Parlons plutôt des autres. Des historiens et des mathématiciens, des éditeurs, des vedettes médiatiques, des psychologues et des médecins, des avocats qui ne soutiennent pas le Goush Emounim [l’extrême droite religieuse] ou Kadima [le parti au pouvoir], des enseignants et des éducateurs, des amoureux de la nature, des magiciens des hautes technologies.
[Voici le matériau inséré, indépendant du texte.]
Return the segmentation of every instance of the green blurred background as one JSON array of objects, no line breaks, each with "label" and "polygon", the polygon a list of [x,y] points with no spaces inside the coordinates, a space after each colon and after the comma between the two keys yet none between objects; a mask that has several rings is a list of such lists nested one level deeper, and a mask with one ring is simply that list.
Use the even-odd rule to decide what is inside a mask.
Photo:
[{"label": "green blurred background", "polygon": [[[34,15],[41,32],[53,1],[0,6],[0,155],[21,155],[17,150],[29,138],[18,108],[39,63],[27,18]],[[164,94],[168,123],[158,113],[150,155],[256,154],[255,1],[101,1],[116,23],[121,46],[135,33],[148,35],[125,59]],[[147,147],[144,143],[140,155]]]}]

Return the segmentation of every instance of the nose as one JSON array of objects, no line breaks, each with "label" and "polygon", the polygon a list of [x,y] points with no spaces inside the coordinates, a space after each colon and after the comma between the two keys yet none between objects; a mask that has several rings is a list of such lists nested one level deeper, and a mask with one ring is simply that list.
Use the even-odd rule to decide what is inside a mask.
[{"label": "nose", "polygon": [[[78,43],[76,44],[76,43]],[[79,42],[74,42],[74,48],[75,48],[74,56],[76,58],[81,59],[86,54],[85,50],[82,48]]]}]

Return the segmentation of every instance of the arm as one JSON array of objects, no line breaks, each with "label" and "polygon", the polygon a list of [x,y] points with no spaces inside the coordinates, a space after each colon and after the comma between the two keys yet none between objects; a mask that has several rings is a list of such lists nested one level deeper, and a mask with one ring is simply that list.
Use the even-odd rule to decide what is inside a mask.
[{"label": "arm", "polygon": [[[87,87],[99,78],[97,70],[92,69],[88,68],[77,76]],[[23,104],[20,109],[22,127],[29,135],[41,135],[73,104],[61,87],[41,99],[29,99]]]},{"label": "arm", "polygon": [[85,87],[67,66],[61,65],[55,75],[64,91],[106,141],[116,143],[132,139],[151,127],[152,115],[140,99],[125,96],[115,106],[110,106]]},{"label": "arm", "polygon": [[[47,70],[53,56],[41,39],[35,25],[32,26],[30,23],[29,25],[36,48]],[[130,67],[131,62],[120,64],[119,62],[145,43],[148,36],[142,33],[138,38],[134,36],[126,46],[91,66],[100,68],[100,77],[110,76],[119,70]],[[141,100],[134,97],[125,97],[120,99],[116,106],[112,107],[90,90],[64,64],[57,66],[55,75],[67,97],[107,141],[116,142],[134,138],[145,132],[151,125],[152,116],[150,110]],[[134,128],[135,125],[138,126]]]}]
Où êtes-vous ? Et vous, les spécialistes du nazisme, de la Shoah et du goulag ? Etes-vous vraiment en faveur de ces lois discriminatoires qui décrètent que, pour les ravages provoqués par la dernière guerre, les Arabes de Galilée ne recevront pas les mêmes indemnisations que leurs voisins juifs ?
Se peut-il que vous souteniez ce code de la nationalité raciste qui interdit à un Israélien arabe de vivre avec sa famille dans son propre logis ? Se peut-il que vous souteniez les expropriations programmées en Cisjordanie pour créer un nouveau quartier d’implantation juive et une nouvelle route, le “yehudim bilvad” [pour Juifs seulement] ? Se peut-il que vous soyez d’accord pour qu’un tiers de la Cisjordanie soit désormais inaccessible aux Palestiniens ? Que vous acceptiez une politique qui empêche des dizaines de milliers de citoyens étrangers d’origine palestinienne de rendre visite à leur famille dans les Territoires ?
Pensez-vous réellement vous en sortir avec l’argument de la sécurité pour trouver normal d’interdire aux étudiants gazaouites d’étudier l’ergothérapie à Bethléem et la médecine à Ramallah, ou aux malades de Rafah de recevoir des soins à Ramallah ? Pensez-vous pouvoir vous réfugier derrière le “lo yadanou” [“nous ne savions pas”] lorsqu’on vous parlera de la discrimination pratiquée dans l’accès à l’eau [sous le contrôle exclusif d’Israël] et qui laisse des milliers d’immeubles palestiniens sans eau durant les canicules ? Ou du fait que Tsahal a pu impunément ceinturer les villages par des barrages empêchant les habitants d’aller s’approvisionner en eau ?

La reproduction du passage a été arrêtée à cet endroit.